The Tax Haven That's Saving Google Billions - bishnu
http://www.businessweek.com/magazine/content/10_44/b4201043146825.htm

======
camz
I wrote an article on this transaction that I had posted to the HN community
that breaks down a number of the points and explains how it works.

<http://cameronkeng.com/hn-how-do-i-pull-a-google/>

A few things you should consider about international taxation is that it's
complicated and only works because they have the infrastructure to sustain it.

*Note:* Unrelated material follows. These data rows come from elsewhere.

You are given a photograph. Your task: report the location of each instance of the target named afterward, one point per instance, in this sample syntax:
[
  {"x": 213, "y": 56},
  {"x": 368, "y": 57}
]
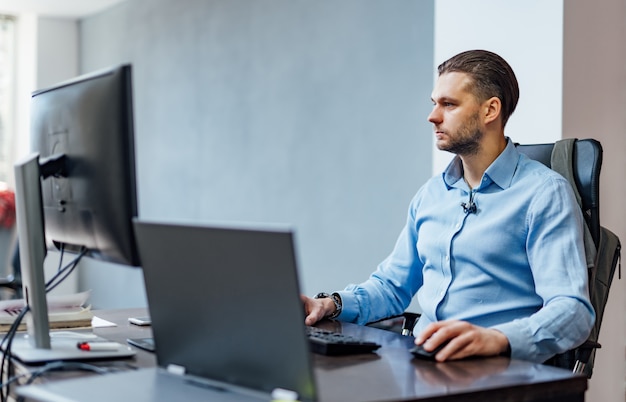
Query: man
[{"x": 493, "y": 247}]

 __Disclaimer, I'm not saying what they're doing is right or wrong, but simply
placing it into context __

1\. Individuals have a hard time using international tax law similarly because
of CFC rules (closely-held foreign corps). If anyone owns more than 10% of a
foreign company they must include or report the income as part of their
current earnings.

2\. The effective tax rate is only "2.something percent" of income the income
google earned outside the US.

3\. To have an APA (Advanced Pricing Agreement) with the IRS is incredibly
expensive and time consuming because it's like getting audited in advance and
then justifying it before you ever do anything.

4\. You need to pay at a minimum a big 4 accounting firm 10 million to start a
project of this complexity over a number of countries.

5\. The dutch companies are simply a "conduit" to allow the money to
ultimately reach the Caribbean island tax havens because they have no income
tax and simply charge a flat tax of 15k.

6\. On cperciva's note, this tax plan could be considered "post-poning income
recognition" but in reality it effectively is never repatriated or brought
back into the country because google is such a multinational company. They
could use the money for their international business very easily or they could
use their foreign cash reserves to purchase an asset in a foreign country and
still retain the ownership by the US main company.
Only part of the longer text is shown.